Fewer people are dying on Fife’s roads than ever according to latest statistics.
Fife councillors heard the number of fatalities caused by road accidents fell to five last year, which is half the number of people killed on the region’s roads in 2014.
However, despite no children being fatally injured last year, the number of children sustaining serious injuries increased and failed to meet the Scottish Government’s casualty reduction target.
Last year, 13 children were seriously injured in Fife road accidents.
Fife Council said the low numbers recorded meant there would be “inevitably some fluctuation from year to year”.
Welcoming the reduction in fatalities, Councillor Ross Vettraino, who chairs the environment, protective services and safer communities committee, said there was no room for complacency.

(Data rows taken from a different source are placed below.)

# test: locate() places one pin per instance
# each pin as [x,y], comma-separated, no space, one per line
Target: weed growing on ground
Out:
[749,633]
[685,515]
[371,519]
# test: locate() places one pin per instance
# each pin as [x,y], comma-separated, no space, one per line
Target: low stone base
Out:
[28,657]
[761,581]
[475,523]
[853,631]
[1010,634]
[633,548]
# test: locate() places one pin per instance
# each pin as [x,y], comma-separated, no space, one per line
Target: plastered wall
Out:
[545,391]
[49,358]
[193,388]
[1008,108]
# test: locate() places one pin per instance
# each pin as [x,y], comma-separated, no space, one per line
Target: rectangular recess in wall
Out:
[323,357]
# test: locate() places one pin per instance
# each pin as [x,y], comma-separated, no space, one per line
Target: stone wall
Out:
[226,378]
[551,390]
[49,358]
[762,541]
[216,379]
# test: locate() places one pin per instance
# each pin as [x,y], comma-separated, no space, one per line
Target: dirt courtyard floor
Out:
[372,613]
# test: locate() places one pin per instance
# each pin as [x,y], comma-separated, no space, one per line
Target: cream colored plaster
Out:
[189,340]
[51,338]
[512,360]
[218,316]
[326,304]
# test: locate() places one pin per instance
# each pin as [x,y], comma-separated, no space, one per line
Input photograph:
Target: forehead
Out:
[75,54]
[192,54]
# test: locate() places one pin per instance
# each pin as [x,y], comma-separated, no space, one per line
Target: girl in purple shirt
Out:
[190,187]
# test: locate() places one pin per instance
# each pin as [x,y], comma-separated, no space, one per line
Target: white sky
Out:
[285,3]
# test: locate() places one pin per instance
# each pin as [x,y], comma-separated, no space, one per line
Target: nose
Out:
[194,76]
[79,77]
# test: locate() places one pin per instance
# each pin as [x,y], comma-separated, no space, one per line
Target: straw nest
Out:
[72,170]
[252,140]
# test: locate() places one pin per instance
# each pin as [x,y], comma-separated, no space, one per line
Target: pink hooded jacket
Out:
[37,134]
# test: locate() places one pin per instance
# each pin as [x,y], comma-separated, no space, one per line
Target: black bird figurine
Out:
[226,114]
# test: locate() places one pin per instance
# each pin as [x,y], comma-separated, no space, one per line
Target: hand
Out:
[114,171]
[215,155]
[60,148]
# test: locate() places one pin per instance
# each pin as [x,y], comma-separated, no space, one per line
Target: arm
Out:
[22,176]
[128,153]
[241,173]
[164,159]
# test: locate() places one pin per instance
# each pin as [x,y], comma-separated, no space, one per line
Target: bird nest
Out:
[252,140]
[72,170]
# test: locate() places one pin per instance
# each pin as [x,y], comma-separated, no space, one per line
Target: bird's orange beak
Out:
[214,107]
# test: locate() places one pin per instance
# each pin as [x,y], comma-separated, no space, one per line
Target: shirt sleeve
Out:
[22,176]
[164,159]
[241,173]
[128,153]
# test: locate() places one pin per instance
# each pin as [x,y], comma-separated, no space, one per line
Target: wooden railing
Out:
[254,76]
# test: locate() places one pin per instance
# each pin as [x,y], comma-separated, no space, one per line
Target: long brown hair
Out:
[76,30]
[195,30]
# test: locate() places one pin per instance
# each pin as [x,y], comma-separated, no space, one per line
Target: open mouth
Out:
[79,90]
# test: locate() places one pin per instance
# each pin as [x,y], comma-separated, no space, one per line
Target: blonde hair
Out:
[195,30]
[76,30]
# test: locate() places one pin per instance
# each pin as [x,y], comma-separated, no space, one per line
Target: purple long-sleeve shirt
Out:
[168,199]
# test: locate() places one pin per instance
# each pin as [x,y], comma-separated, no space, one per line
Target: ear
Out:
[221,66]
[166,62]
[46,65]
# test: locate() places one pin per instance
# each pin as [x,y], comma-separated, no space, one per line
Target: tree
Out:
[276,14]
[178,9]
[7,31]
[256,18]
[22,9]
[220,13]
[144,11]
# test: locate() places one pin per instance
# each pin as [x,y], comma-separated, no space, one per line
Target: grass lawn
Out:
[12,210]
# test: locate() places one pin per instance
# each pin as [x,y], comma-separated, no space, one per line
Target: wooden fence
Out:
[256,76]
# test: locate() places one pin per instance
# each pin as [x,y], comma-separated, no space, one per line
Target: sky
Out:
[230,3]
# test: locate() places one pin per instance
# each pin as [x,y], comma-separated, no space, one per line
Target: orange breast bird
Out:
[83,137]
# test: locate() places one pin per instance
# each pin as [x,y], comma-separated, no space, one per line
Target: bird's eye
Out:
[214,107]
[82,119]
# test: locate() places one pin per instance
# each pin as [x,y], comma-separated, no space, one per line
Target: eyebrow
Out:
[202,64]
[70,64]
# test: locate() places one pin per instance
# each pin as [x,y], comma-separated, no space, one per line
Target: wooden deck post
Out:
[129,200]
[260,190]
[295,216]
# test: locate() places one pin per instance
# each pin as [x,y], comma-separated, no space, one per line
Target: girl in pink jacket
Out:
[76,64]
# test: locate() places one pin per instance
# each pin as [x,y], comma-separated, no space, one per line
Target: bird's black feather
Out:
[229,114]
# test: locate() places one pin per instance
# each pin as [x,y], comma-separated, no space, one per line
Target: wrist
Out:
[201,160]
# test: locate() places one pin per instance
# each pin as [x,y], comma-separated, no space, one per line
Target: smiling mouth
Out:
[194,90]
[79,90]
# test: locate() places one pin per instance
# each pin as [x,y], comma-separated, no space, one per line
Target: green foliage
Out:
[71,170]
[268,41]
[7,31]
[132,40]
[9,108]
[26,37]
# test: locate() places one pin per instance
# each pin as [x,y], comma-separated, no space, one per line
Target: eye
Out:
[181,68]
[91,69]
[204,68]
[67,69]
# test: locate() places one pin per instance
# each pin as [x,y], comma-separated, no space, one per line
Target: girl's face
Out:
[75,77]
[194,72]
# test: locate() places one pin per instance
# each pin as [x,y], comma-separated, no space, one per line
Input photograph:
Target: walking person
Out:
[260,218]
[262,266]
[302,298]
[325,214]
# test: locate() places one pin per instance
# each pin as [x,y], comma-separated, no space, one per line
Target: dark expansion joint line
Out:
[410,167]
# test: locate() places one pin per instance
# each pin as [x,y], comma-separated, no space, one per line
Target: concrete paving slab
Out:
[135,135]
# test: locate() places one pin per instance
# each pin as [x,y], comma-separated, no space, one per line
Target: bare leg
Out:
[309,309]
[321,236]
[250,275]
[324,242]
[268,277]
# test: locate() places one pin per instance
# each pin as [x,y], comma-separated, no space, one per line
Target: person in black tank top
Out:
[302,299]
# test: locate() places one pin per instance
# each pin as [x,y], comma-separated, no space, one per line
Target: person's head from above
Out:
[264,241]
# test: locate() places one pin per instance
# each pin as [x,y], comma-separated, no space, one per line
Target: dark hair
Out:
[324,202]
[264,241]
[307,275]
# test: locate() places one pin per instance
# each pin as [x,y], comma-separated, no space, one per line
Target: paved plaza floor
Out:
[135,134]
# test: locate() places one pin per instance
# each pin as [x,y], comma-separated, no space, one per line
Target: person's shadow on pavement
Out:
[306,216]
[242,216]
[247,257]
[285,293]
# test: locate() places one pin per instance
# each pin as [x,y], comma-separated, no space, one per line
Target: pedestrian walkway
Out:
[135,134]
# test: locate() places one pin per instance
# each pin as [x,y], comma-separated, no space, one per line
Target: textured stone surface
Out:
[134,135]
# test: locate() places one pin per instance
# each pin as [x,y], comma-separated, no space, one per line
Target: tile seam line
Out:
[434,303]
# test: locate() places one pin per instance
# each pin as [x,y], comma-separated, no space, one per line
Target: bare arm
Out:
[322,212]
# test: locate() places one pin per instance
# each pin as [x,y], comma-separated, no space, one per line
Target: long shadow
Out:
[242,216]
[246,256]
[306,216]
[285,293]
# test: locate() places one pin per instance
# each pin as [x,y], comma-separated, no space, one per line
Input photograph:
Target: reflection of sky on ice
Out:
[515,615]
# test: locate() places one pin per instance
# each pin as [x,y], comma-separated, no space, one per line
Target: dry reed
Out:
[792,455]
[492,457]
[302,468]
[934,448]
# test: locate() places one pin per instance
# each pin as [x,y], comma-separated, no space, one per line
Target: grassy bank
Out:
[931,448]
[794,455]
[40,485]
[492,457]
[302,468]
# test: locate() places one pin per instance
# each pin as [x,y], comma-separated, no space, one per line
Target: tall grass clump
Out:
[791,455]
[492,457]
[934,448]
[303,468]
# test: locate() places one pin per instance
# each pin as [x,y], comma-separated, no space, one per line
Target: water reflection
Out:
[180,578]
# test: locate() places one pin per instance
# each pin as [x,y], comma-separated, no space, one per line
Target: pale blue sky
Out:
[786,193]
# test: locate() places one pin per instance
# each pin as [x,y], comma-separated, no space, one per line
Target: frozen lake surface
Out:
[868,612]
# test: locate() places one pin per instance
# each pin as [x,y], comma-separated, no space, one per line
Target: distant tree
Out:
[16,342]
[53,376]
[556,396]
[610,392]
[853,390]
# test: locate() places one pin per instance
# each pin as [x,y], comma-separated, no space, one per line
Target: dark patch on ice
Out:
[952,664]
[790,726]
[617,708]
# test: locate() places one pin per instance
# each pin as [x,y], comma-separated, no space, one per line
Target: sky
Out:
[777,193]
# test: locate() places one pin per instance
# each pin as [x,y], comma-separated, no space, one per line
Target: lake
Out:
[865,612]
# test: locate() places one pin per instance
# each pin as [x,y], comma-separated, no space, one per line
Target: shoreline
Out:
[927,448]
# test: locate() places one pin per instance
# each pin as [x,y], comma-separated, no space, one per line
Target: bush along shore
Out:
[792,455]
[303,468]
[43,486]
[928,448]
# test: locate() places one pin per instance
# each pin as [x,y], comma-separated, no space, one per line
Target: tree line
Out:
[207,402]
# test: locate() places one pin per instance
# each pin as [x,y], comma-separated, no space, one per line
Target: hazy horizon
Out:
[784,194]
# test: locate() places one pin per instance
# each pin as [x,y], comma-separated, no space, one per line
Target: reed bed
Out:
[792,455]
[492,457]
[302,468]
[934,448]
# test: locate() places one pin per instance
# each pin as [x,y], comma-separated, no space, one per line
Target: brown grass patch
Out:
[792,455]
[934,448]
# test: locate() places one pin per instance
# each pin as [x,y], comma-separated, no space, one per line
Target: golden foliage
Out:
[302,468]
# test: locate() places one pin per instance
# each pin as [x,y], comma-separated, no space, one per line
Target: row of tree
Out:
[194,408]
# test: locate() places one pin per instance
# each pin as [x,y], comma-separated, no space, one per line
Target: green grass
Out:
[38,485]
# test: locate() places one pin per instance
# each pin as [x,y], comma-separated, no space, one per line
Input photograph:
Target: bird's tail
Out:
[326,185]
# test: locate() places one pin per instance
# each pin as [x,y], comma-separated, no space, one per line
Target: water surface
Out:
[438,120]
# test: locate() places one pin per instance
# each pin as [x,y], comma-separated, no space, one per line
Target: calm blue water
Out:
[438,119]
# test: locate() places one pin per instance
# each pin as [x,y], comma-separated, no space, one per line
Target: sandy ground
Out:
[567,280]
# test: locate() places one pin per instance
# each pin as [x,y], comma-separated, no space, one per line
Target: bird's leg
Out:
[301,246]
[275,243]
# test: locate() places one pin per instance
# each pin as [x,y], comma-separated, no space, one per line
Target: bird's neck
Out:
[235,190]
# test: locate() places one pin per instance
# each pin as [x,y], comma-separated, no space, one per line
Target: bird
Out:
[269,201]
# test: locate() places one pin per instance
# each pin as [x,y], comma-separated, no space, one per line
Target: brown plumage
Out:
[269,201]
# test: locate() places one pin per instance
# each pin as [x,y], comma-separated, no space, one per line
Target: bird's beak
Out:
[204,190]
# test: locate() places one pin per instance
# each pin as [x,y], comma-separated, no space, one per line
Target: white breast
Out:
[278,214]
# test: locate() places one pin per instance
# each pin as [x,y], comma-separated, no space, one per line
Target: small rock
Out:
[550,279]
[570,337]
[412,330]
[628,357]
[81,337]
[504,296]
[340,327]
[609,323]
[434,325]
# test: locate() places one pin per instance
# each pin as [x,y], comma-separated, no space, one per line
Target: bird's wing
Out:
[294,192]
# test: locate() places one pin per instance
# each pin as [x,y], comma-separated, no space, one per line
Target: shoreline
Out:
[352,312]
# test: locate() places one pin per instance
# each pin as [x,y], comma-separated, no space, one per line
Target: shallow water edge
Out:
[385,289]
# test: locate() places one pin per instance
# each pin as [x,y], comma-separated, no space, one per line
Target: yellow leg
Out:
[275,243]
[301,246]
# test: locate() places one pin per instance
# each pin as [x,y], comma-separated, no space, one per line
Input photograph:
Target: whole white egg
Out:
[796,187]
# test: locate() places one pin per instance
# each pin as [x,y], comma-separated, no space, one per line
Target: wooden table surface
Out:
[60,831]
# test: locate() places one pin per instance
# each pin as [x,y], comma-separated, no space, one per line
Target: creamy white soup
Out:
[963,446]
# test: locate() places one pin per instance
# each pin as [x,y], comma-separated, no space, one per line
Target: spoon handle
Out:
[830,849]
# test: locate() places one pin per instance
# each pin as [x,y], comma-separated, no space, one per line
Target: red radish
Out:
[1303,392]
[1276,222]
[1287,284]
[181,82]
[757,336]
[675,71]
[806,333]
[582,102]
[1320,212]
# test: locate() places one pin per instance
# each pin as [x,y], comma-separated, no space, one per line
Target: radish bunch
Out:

He added: “Ideally there would be no casualties and certainly no fatalities on Fife’s roads as every death means a devastating loss to family and friends somewhere. However, being realistic, this record low figure is to be welcomed.
“It’s clear that the numbers will not reduce in a straight line every year but there is a long term trend of reducing casualties.
“There’s a tremendous focus placed on road safety in Fife through adopting a multi-agency approach.
“Through a number of road safety initiatives, work is ongoing to ensure Fife’s roads are as safe as possible. But, there is no room for complacency and all involved will continue striving to reduce casualties on Fife’s roads.”
In Fife during 2017 there were 311 recorded road crashes resulting in 421 casualties, of which five were fatal, 82 serious and 334 recorded as slight injuries.
By comparison, in 2016 there were 607 casualties of which 10 were fatal, 87 serious and 510 slight.
Chief Inspector Adrian Annandale, road safety chief for Police Scotland’s Fife Division, said he had seen for himself how tragedies on the roads affected communities.
He said: “In the mid-noughties we were seeing 30 people, 15 people, 19 people killed year on year. A lot of these people were young people and a lot of communities suffered significantly with the loss of life.”
Mr Annandale said education programmes targeted at young drivers had helped bring down statistics.
He added: “Driver behaviour is a priority raised by communities throughout Fife.
“We aim to keep on reducing casualties on Fife roads, whether by our road policing officers carrying out enforcement on Fife’s roads or our community officers carrying out education at, and around, Fife schools.”